Monday, October 24, 2011

Debate with Dovid

Okay, update on the debate y'all have been waiting for:
Dovid and I made arrangements a couple weeks ago, but I had a lot going on; Dovid was kind enough to tell me not to be in a rush, so that allowed me to properly prioritize. But I've now set up a blog and asked Dovid to join me as co-administrator. I have made my Opening Argument and you can read it there.


  1. Nice; one thought though. Three days for comments might mean that people could miss a good opportunity to get their thoughts in. Why not a longer interval such as two weeks?

  2. > humans did not evolve from a common ancestor of chimpanzees and the universe is no older than 5,771 years.

    See, this is the problem Baruch: Sliffkin is not an apologist. He is quite correct in pointing out that it is not a principle of the faith to believe in the literal understanding of Bereshis. Therefore you have already sabotaged Orthodoxy's position by insisting that it must rely on an untenable position.

    > The accepted gedolim, Rabbi Moshe Meiselman (Kornreich’s rebbe), Rabbi Dovid Gottlieb

    Bovie faeces. Who says they're accepted outside their xenophobic little circle?

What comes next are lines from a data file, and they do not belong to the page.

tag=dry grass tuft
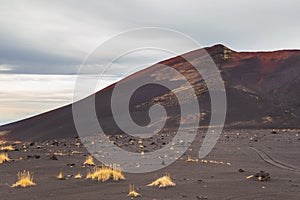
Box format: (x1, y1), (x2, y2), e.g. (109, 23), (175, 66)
(83, 156), (95, 166)
(0, 145), (15, 151)
(56, 170), (64, 180)
(74, 173), (82, 179)
(128, 185), (141, 197)
(147, 174), (176, 188)
(0, 153), (10, 164)
(86, 165), (125, 182)
(12, 170), (36, 188)
(186, 156), (199, 162)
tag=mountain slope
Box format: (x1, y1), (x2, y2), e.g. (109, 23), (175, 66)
(0, 45), (300, 140)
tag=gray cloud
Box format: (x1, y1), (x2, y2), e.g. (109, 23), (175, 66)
(0, 0), (300, 74)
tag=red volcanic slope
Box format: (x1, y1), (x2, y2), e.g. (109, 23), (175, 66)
(0, 45), (300, 140)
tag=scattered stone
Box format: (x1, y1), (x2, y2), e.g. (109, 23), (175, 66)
(254, 171), (271, 181)
(197, 179), (203, 184)
(196, 195), (208, 199)
(271, 130), (277, 134)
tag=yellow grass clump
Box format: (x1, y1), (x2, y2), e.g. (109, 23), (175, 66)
(0, 153), (10, 164)
(12, 170), (36, 188)
(83, 156), (95, 166)
(186, 156), (199, 162)
(128, 185), (141, 197)
(0, 145), (15, 151)
(56, 170), (64, 180)
(201, 160), (231, 166)
(86, 165), (125, 182)
(74, 173), (82, 179)
(147, 174), (176, 188)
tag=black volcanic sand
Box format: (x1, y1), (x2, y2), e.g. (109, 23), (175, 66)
(0, 130), (300, 200)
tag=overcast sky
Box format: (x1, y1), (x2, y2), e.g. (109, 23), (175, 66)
(0, 0), (300, 124)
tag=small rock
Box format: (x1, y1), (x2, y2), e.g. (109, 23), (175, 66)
(49, 154), (58, 160)
(271, 130), (277, 134)
(239, 169), (245, 172)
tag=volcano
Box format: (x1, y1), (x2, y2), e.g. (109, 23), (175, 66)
(0, 45), (300, 141)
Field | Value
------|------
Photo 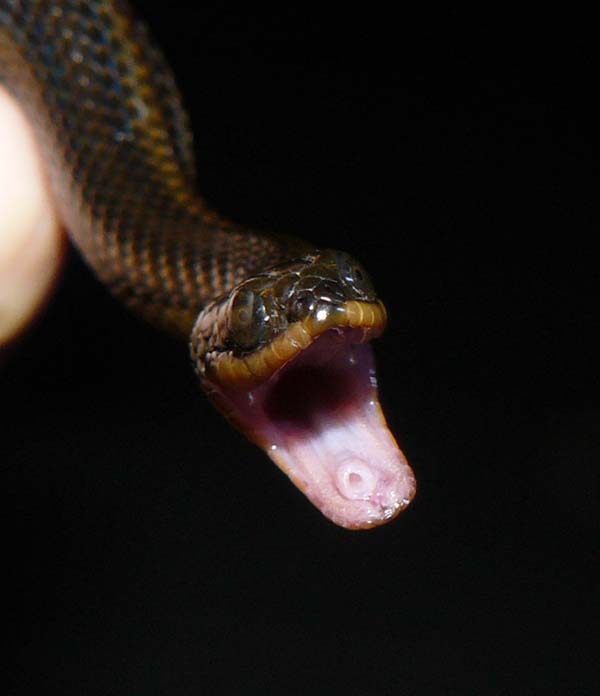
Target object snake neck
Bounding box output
[0,0,309,337]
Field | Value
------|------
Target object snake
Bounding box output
[0,0,416,530]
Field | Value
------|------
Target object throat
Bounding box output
[204,329,416,529]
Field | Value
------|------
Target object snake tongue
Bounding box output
[209,329,416,529]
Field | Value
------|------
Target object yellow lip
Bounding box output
[205,300,387,387]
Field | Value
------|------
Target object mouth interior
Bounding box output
[212,328,416,529]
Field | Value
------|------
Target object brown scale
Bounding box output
[0,0,385,377]
[0,0,304,337]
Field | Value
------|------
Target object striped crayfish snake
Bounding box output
[0,0,415,529]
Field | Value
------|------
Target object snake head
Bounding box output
[191,249,415,529]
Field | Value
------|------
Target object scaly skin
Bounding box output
[0,0,414,528]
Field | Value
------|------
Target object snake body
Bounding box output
[0,0,414,528]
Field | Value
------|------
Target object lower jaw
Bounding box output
[204,329,416,529]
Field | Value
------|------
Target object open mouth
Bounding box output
[204,327,416,529]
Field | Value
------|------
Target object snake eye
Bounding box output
[335,251,375,299]
[229,289,268,352]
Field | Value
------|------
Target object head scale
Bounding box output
[191,249,385,381]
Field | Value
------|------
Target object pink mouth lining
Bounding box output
[211,329,416,529]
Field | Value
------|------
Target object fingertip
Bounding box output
[0,88,64,345]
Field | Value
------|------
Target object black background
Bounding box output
[0,3,600,694]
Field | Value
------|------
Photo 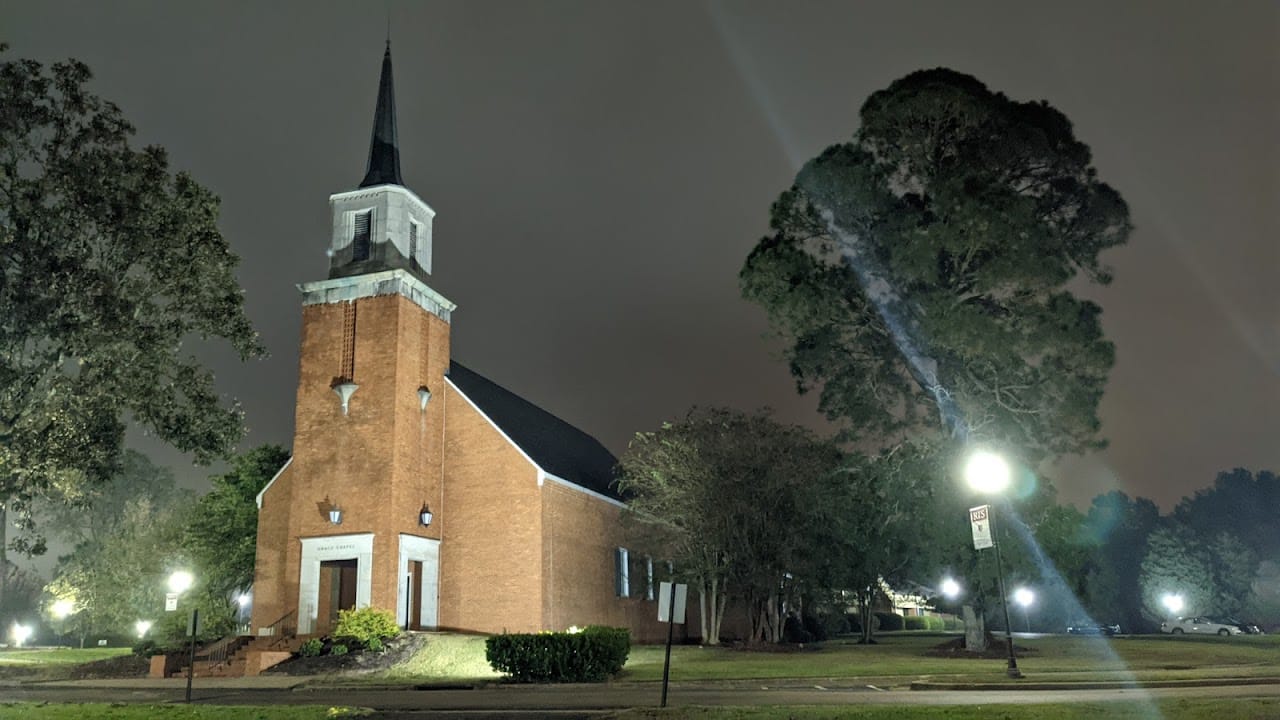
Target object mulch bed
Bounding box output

What about Rav Kook? What about Rav Lichtenstein? What about all the other bigger rabbonim who don't hold like these "accepted" gedolim whose arguments are generally so faulty you could drive a tricycle through them?

    > G-d put these things in the universe and they lead many to the false conclusion of a much greater age.

    And I know rabbonim who lambast Gottleib for this piece of stupidity because it proposed that God is nothing but a cosmic prankster out to lead us astray and then punish us for going that way. Again, you're attacking stupid arguments that have no real basis in actual classic Jewish thought.

    > Every piece of evidence we have which converges may be dismissed because of what the Torah said!

    Again, the Torah never said it. Gottleib says it did, so you're debating his view, not real Judaism.

    In summary: Kornfield's positions on Judaism are, despite his fanatic protestations to the contrary, representative of a tiny part of classical Jewish thinking. You've chosen a weak opponent and should triumph handily over him, much the way the American basketball team beats the Congo at the Olympics. Congratulations.

  3. Baal:
    I hear; maybe we'll extend it.

    It's Kornreich. And I didn't choose him. I waited a good bit of time for an opponent and I got three challenges. One was on the philosophical deity, or deism, which I'm not interested in debating (my challenge was regarding Orthodoxy). One said he'd like to debate something else and when I accepted, backed out. Dovid was the only one who accepted. If you guys want me to have a stronger opponent, I will be issuing another challenge after this debate.

  4. Rabbi Gottlieb is correct in one aspect. All of the evidence points to a much older universe (and kadmus ha'olam - assuming that if the big bang was caused by laws of nature it is also part of kadmus ha'olam). Rav Yaakov Kaminetsky wrote as much in Emes L'Yaakov on Parshas Yisro, where he claims that a non-Jew is expected to believe in Kadmus. It is only a Jew, who has a tradition of creation, who must believe in it (this is why it says 'ger-cha' in the commandment of Shabbos - because you might have though that a convert could continue with his belief in kadmus, and simply keep rest of the laws of Shabbos - therefore it says that he too must accept creation ex nihilo).
    However, neither Rav Yaakov, nor any other mainstream statement of Chazal, Rishonim (or even Acharonim) goes as far as to say that it is a principle of faith that the world is less than 6000 years old. Unfortunately I agree with Garnel that this is not a traditional Jewish belief (but one invented in the past few decades) and therefore no points will be awarded for this round.
    When will you challenge more fundamental concepts such as Torah m'Sinai?

  5. Baruch, I too would like to see debate on issues such as Torah m'Sinai, but having come from the Ohr Somayach culture, I will thoroughly enjoy the current discourse. I look forward to reading, commenting on, and sharing links to the rest of the debate.

  6. Rabbi Sedley, whaddaya mean "unfortuately"?